WILKINSON: Our current economic downturn has brought to life old debates about the Great Depression: What got us into it and what got us out of it? The role of the New Deal looms large. Did it deepen the Depression, as many economic historians now say? Or did it save capitalism from itself, like I learned in 6th grade social studies?

Let me tell you, people get really heated about this question. But hold on: Is this debate really relevant to our current crisis?

The U.S. of 80 years ago is a strange and faraway land. When the Great Depression hit, there was no Social Security, there was no unemployment insurance, and Jim Crow was in full effect. There was no such thing as a mortgage-backed security, a collateralized debt obligation, or a credit default swap. U.S. currency was backed by gold.

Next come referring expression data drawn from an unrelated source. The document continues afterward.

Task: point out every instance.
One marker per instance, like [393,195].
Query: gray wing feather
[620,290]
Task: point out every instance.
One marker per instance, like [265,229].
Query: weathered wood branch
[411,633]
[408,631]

Financial systems all over the world have undergone a series of deep changes since the 1930s. Trying to draw current policy lessons from the Great Depression is sort of like coming up with a new strategy for the war in Afghanistan by studying the Normandy invasion.

Our pundits' obsession with the Depression and the New Deal represents an all-too typical American exceptionalism, as if only our history really matters. But an apt comparison requires similar institutions, not the same flag.

If we're going to fight over history, let's fight over the recent history of the 1990s Japanese and Swedish banking crises. Let's talk about the financial collapse of Argentina, from which it has only recently emerged. All those economies were more like America's is now than America's was way back when my grandpa was playing football in a sweater and a leather helmet.

So what lessons should we draw from the rather more germane recent experiences of countries with similar economies? Truth is, I don't know. Maybe I should work harder to find out. And maybe American opinion-makers should spend less time fighting over FDR's enduring legacy and more time learning from the rest of the world.

CHIOTAKIS: Will Wilkinson is a fellow at the Cato Institute.